In this paper, the numerical solutions of the linear fractional Fredholm–Volterra integro-differential equations have been investigated. For this purpose, Laguerre polynomials have been used to develop an approximation method. Precisely, using the suitable collocation points, a system of linear algebraic equations arises which is resulted by the transformation of the integro-differential equation. The fractional derivative is considered in the conformable sense, and the conformable fractional derivative of the Laguerre polynomials is obtained in terms of Laguerre polynomials.
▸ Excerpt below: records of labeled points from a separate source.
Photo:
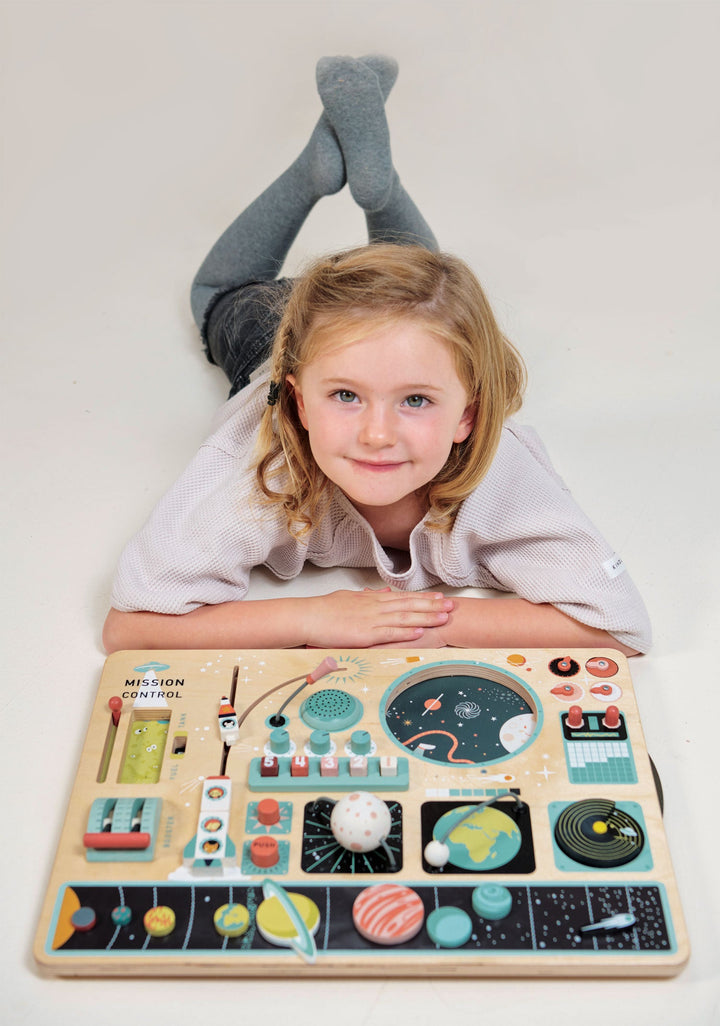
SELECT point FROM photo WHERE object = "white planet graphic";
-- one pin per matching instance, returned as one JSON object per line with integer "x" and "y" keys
{"x": 517, "y": 731}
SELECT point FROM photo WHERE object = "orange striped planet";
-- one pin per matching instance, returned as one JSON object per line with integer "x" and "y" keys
{"x": 388, "y": 913}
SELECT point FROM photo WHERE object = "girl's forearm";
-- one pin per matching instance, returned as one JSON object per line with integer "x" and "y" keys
{"x": 502, "y": 623}
{"x": 345, "y": 619}
{"x": 229, "y": 625}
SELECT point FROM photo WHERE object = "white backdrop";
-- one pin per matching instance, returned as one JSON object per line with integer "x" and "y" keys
{"x": 568, "y": 150}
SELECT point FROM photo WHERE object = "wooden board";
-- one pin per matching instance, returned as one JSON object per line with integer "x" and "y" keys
{"x": 167, "y": 819}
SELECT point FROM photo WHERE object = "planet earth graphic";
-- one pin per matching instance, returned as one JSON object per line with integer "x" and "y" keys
{"x": 486, "y": 839}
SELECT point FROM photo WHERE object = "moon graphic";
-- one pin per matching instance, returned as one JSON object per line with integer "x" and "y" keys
{"x": 516, "y": 731}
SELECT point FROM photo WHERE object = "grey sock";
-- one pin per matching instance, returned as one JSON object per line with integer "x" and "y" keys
{"x": 351, "y": 93}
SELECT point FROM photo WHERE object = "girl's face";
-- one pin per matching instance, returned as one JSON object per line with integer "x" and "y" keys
{"x": 383, "y": 412}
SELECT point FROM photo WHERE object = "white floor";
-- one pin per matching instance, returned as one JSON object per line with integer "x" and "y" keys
{"x": 569, "y": 151}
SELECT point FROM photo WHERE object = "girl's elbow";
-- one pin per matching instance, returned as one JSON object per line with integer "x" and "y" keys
{"x": 116, "y": 632}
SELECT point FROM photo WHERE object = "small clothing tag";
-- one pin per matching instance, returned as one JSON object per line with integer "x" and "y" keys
{"x": 613, "y": 566}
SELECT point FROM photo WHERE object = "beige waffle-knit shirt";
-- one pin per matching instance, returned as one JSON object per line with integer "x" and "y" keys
{"x": 519, "y": 531}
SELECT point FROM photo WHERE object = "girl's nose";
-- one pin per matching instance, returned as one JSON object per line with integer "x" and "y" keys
{"x": 377, "y": 429}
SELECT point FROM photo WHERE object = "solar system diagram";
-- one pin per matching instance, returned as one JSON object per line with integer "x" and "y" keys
{"x": 364, "y": 813}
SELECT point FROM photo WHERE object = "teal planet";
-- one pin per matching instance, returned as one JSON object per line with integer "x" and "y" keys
{"x": 487, "y": 839}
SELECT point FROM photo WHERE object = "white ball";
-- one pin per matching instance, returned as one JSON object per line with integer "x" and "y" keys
{"x": 360, "y": 821}
{"x": 437, "y": 854}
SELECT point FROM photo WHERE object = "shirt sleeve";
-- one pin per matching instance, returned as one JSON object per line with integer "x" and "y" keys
{"x": 534, "y": 540}
{"x": 199, "y": 544}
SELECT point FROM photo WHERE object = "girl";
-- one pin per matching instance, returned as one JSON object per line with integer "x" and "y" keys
{"x": 376, "y": 435}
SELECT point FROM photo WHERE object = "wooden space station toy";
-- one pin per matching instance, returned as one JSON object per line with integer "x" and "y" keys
{"x": 395, "y": 813}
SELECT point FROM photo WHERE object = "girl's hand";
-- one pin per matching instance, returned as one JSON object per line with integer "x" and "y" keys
{"x": 366, "y": 619}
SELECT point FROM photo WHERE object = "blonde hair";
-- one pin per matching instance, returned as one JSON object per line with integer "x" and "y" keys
{"x": 349, "y": 293}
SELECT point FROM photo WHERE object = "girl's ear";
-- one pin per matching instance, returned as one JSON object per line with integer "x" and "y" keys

Additionally, for the first time in the literature, the exact matrix formula of the conformable derivatives of the Laguerre polynomials is established. Furthermore, the results of the proposed method have been given applying the method to some various examples.

本文研究了线性分数阶Fredholm-Volterra积分微分方程的数值解。为此，已使用Laguerre多项式开发一种近似方法。精确地，使用合适的搭配点，产生了线性代数方程组，这是由积分-微分方程式的变换产生的。分数导数是从一致的意义上考虑的，并且拉盖尔多项式的一致的分数导数是根据拉盖尔多项式获得的。另外，在文献中首次建立了Laguerre多项式的适形导数的精确矩阵公式。此外，已经将所提出的方法的结果应用到一些不同的例子。